Ero con alcuni amici, qualcuno di loro leggendo questo articolo forse si ricorderà anche quel momento. Anche perché quel momento lì, almeno nella mia mente, è tristemente indimenticabile.
Arrivò un sms, un obsoleto messaggio di testo su un preistorico Nokia 3210. Il mittente era mia Mamma, il testo dell’sms recitava: “E’ morto Pantani”. Ripensandoci ancora oggi, si gela il sangue, e non potrebbe essere altrimenti, perché la morte del Pirata è stata la morte di un immortale.
Nell’Italia del dopoguerra, della comunicazione che cresce espandendosi e migliorandosi, Marco Pantani calcio a parte è riconoscibile come lo sportivo italiano più grande. Nel suo sport, dopo il leggendario duello tra Gino Bartali e Fausto Coppi, nel Belpaese c’è stato lui. Prima ci provarono, e con successo anche, i Gimondi, i Moser, i Bugno. Ma nessuno ha emozionato quanto riuscì ad emozionare lui.
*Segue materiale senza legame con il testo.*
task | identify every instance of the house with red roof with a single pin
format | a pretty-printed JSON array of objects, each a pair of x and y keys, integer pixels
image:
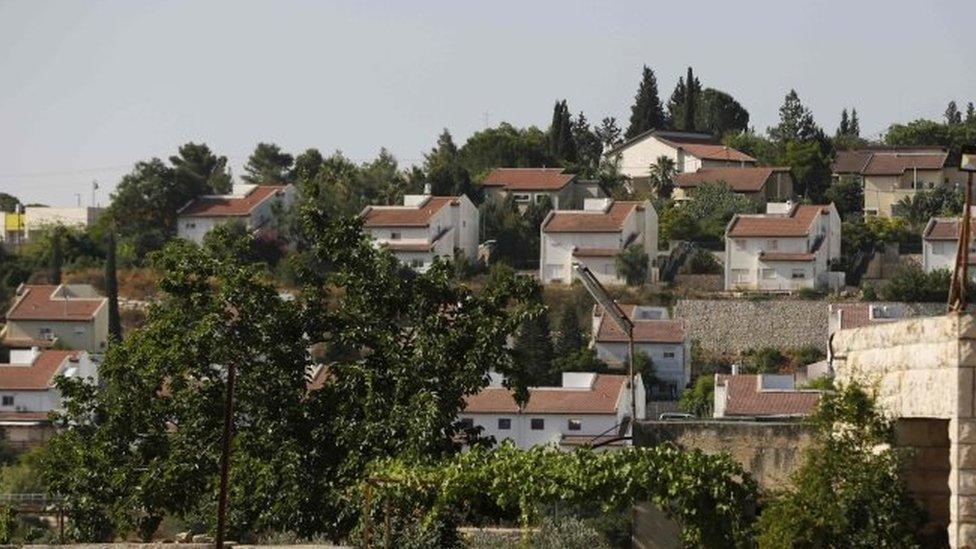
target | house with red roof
[
  {"x": 72, "y": 316},
  {"x": 689, "y": 151},
  {"x": 28, "y": 393},
  {"x": 254, "y": 206},
  {"x": 425, "y": 227},
  {"x": 587, "y": 409},
  {"x": 660, "y": 338},
  {"x": 594, "y": 236},
  {"x": 784, "y": 250},
  {"x": 533, "y": 185}
]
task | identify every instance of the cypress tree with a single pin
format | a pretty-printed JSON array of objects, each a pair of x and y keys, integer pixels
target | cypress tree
[
  {"x": 647, "y": 112},
  {"x": 112, "y": 289}
]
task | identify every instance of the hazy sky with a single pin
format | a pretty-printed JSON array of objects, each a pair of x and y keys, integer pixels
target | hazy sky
[{"x": 88, "y": 88}]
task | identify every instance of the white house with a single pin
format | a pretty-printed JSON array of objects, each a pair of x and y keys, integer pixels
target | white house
[
  {"x": 940, "y": 243},
  {"x": 786, "y": 249},
  {"x": 425, "y": 227},
  {"x": 594, "y": 236},
  {"x": 28, "y": 393},
  {"x": 689, "y": 151},
  {"x": 587, "y": 408},
  {"x": 252, "y": 205}
]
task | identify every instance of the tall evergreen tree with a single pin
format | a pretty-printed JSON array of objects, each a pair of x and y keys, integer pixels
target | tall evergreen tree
[
  {"x": 647, "y": 112},
  {"x": 570, "y": 337},
  {"x": 952, "y": 114},
  {"x": 112, "y": 289}
]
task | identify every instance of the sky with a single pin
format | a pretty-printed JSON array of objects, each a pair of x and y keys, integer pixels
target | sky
[{"x": 89, "y": 88}]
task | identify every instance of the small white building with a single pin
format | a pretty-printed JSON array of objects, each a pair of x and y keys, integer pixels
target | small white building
[
  {"x": 594, "y": 237},
  {"x": 252, "y": 205},
  {"x": 787, "y": 249},
  {"x": 689, "y": 151},
  {"x": 663, "y": 340},
  {"x": 940, "y": 243},
  {"x": 425, "y": 227},
  {"x": 72, "y": 316},
  {"x": 587, "y": 409}
]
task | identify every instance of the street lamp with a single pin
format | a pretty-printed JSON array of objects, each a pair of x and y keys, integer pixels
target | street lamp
[{"x": 613, "y": 310}]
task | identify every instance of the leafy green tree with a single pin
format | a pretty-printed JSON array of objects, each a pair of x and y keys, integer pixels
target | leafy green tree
[
  {"x": 849, "y": 491},
  {"x": 647, "y": 112},
  {"x": 268, "y": 164},
  {"x": 632, "y": 265}
]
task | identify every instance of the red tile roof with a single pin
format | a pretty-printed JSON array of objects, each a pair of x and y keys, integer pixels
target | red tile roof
[
  {"x": 602, "y": 398},
  {"x": 406, "y": 216},
  {"x": 34, "y": 377},
  {"x": 739, "y": 179},
  {"x": 229, "y": 206},
  {"x": 797, "y": 223},
  {"x": 36, "y": 303},
  {"x": 744, "y": 398},
  {"x": 528, "y": 179},
  {"x": 582, "y": 221},
  {"x": 645, "y": 331}
]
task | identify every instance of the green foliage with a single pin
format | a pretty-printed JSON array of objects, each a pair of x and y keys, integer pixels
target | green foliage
[
  {"x": 632, "y": 265},
  {"x": 711, "y": 497},
  {"x": 849, "y": 491},
  {"x": 912, "y": 284}
]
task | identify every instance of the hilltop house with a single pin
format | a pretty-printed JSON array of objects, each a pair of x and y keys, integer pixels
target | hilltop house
[
  {"x": 759, "y": 183},
  {"x": 940, "y": 243},
  {"x": 587, "y": 409},
  {"x": 28, "y": 393},
  {"x": 663, "y": 340},
  {"x": 252, "y": 205},
  {"x": 689, "y": 151},
  {"x": 425, "y": 227},
  {"x": 594, "y": 236},
  {"x": 73, "y": 316},
  {"x": 786, "y": 249}
]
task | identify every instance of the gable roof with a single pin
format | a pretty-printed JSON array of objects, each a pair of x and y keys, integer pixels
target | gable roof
[
  {"x": 744, "y": 398},
  {"x": 610, "y": 220},
  {"x": 796, "y": 224},
  {"x": 645, "y": 330},
  {"x": 39, "y": 302},
  {"x": 37, "y": 376},
  {"x": 603, "y": 397},
  {"x": 229, "y": 205},
  {"x": 739, "y": 179},
  {"x": 406, "y": 216},
  {"x": 528, "y": 179}
]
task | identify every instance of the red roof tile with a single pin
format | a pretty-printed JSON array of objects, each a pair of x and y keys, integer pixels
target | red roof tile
[
  {"x": 602, "y": 398},
  {"x": 745, "y": 399},
  {"x": 582, "y": 221},
  {"x": 739, "y": 179},
  {"x": 797, "y": 223},
  {"x": 528, "y": 179},
  {"x": 37, "y": 376},
  {"x": 36, "y": 303},
  {"x": 229, "y": 206},
  {"x": 406, "y": 216}
]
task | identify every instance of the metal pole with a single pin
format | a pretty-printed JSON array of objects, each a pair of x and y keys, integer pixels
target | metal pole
[{"x": 225, "y": 455}]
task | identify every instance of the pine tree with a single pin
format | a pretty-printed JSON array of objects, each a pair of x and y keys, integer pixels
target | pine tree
[
  {"x": 112, "y": 289},
  {"x": 570, "y": 337},
  {"x": 952, "y": 114},
  {"x": 845, "y": 124},
  {"x": 647, "y": 112}
]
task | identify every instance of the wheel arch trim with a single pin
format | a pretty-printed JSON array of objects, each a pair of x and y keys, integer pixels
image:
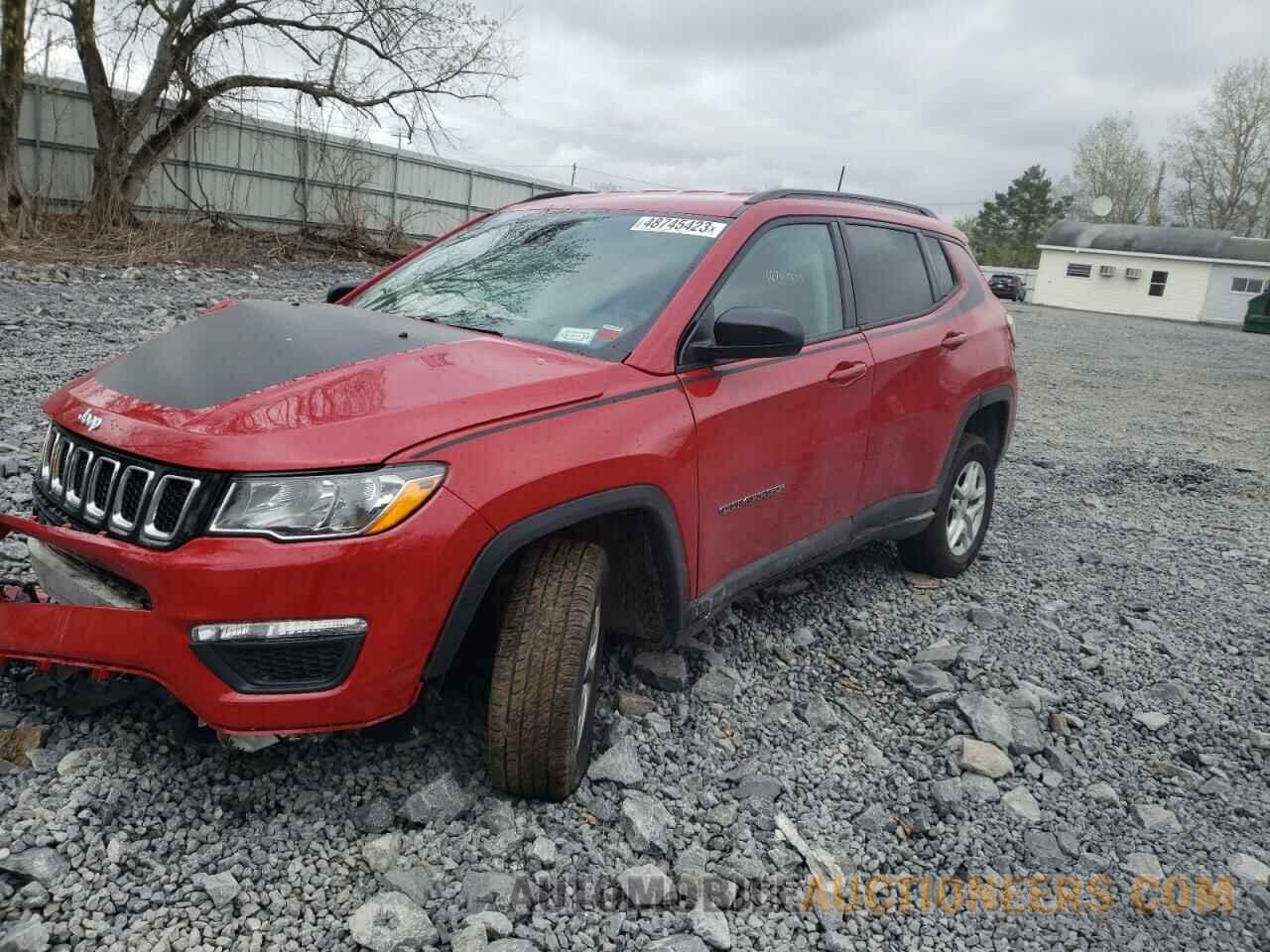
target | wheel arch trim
[
  {"x": 667, "y": 549},
  {"x": 996, "y": 395}
]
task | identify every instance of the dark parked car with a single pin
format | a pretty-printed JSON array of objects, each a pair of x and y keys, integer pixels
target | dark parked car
[{"x": 1007, "y": 286}]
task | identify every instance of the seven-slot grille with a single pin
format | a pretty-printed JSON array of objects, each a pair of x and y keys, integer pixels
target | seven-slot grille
[{"x": 102, "y": 489}]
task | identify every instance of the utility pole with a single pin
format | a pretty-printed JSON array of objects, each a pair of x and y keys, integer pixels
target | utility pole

Nella memoria degli sportivi italiani a livello di Marco Pantani probabilmente ci sono solo Pietro Mennea e i fratelli Abbagnale. Gli altri sono tutti sotto. Perché Marco Pantani era aggressività, estro, poesia. Rappresentava un ciclismo non calcolato: quando la gamba girava, lui partiva. Via l’orecchino, via la bandana e su in piedi sui pedali. Più forte di tutti.
Che spettacolo quando scattava e poi si fermava a cercare il diretto avversario con gli occhi… Si metteva in surplace, temporeggiava, aspettava, come a dire “dai, io sono qui, ti voglio dare un’altra chance”, e poi ripartiva come un matto. Per soffrire meno, diceva lui. Per dare spettacolo, dico io. Uno spettacolo che a lui veniva naturale. Perché era il più forte di tutti.
C’è stata solo una persona più forte di lui: lui stesso. Il Marco Pantani debole, indifeso, sedotto e abbandonato dal successo, dagli amici, dalla vita. Il Marco Pantani in jeans e maglietta, senza le scarpette con gli allacci per i pedali, senza l’abbigliamento tecnico da ciclista, senza la maglia rosa, quella gialla, senza il bronzo iridato dei Mondiali di Duitama al collo.
Il Pirata che senza la bandana diventava fragile. Quella stessa fragilità, la sua, lo ha ucciso. Pantani si è ucciso da solo, e suo complice è stata la gogna mediatica alla quale è stato esposto dopo le sue implicazioni nel doping. Un accanimento che lo ha gettato nello sconforto, nella depressione, nel rifugio in un paradiso artificiale dal quale è sprofondato fino all’inferno, lui che anziché scendere amava salire, senza ritorno.
Nessuno dice che Marco Pantani non ha fatto uso di doping. Erano gli anni dei controlli evasi, dell’Epo, dello scandalo Festina, di Lance Armstrong, il cowboy senza scrupoli, e della costruzione senza freni del suo castello di menzogne. E Marco, come molti altri, era dentro quel sistema.
Ma una cosa va detta. A parità di doping, a parità di pulizia, a 100 all’ora oppure a 10, Marco Pantani in salita era il più forte di tutti.
Ho un ricordo: una tappa del Giro, o del Tour, il suo gregario più prezioso, Massimo Podenzana, in testa al gruppetto, sbuffa come una locomotiva lo spezzino, suda, è rosso, la vena sulla tempia sembra un tubo di scappamento, macina sui pedali e con la coda dell’occhio cerca Marco, cerca il suo capitano, vuole che parta, non riesce più a tenere quel ritmo, lo fa per lui ma non ce la fa più, parti Marco, parti cristo santo, parti perché sto per morire…
E Marco alla fine parte, Podenzana si lascia staccare, morto e felice perché il suo capitano vola verso la vittoria. E noi in tv, grandi e piccini, esultiamo, morti per la mancanza di voce, ma felici. Siamo tutti un po’ Podenzana, col fiato ti tiravamo lo scatto Marco. E ora ci manchi. Saremo per sempre i tuoi gregari. Tra altri 10, 20, 30 anni… A 100, come a 10 all’ora. Perché eri il più forte, e nei nostri cuori lo resterai per sempre.